The nucleus of a CCC is its governance group? those organizations that have come together to establish the CCC and to form the rules by which it will operate (the governance structure). As most CCCs form from scratch, the governance group is typically made up of one or two organizations we refer to as Anchor Organizations. These are typically large, well-established, and highly respected organizations within the community.

They could include national social service organizations such as the United Way or Salvation Army, or they could be philanthropic funders, faith-based organizations or healthcare systems. What all these organizations have in common is a mission to improve the health and well-being of their community’s residents. As such they lie at the heart of the governance group (Figure 1).
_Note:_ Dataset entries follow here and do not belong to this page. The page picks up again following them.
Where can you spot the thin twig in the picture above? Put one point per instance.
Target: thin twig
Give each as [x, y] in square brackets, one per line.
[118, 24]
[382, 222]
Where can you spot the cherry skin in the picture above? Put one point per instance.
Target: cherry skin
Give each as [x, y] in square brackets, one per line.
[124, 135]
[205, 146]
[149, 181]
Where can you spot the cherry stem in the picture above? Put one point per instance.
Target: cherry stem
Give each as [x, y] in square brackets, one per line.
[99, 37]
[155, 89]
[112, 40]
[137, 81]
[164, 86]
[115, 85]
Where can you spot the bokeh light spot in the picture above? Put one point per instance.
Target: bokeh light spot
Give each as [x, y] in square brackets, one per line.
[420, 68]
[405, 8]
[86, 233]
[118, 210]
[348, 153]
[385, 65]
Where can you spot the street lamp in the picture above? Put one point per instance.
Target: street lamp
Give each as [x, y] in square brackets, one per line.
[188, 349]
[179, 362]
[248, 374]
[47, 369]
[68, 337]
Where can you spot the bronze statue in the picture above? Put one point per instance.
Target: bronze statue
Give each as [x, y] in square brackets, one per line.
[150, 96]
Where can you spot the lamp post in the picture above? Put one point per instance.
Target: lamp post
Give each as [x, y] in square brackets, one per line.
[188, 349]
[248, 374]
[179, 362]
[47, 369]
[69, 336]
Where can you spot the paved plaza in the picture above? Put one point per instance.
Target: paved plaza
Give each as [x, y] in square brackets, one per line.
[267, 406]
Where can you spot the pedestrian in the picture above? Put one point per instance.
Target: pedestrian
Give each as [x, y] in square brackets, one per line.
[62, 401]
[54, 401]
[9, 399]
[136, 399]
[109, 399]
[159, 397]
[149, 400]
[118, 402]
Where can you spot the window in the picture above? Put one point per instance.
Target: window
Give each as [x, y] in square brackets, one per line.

Figure 1.  Connected Communities of Care Including Governance Structure

In addition to the Anchor Organizations, the governance group typically consists of four to six additional Partner Organizations. These may be somewhat smaller CBOs (in scale and scope), but they all play a foundational community role in addressing resident’s social and/or clinical needs. Partner Organizations are well-known within the community and historically work closely with the Anchor Organizations. Partners could be regional food banks, housing assistance providers, crisis centers, mental health providers, local school districts, etc.? all defined by the fact they deliver essential social or clinical services within the community.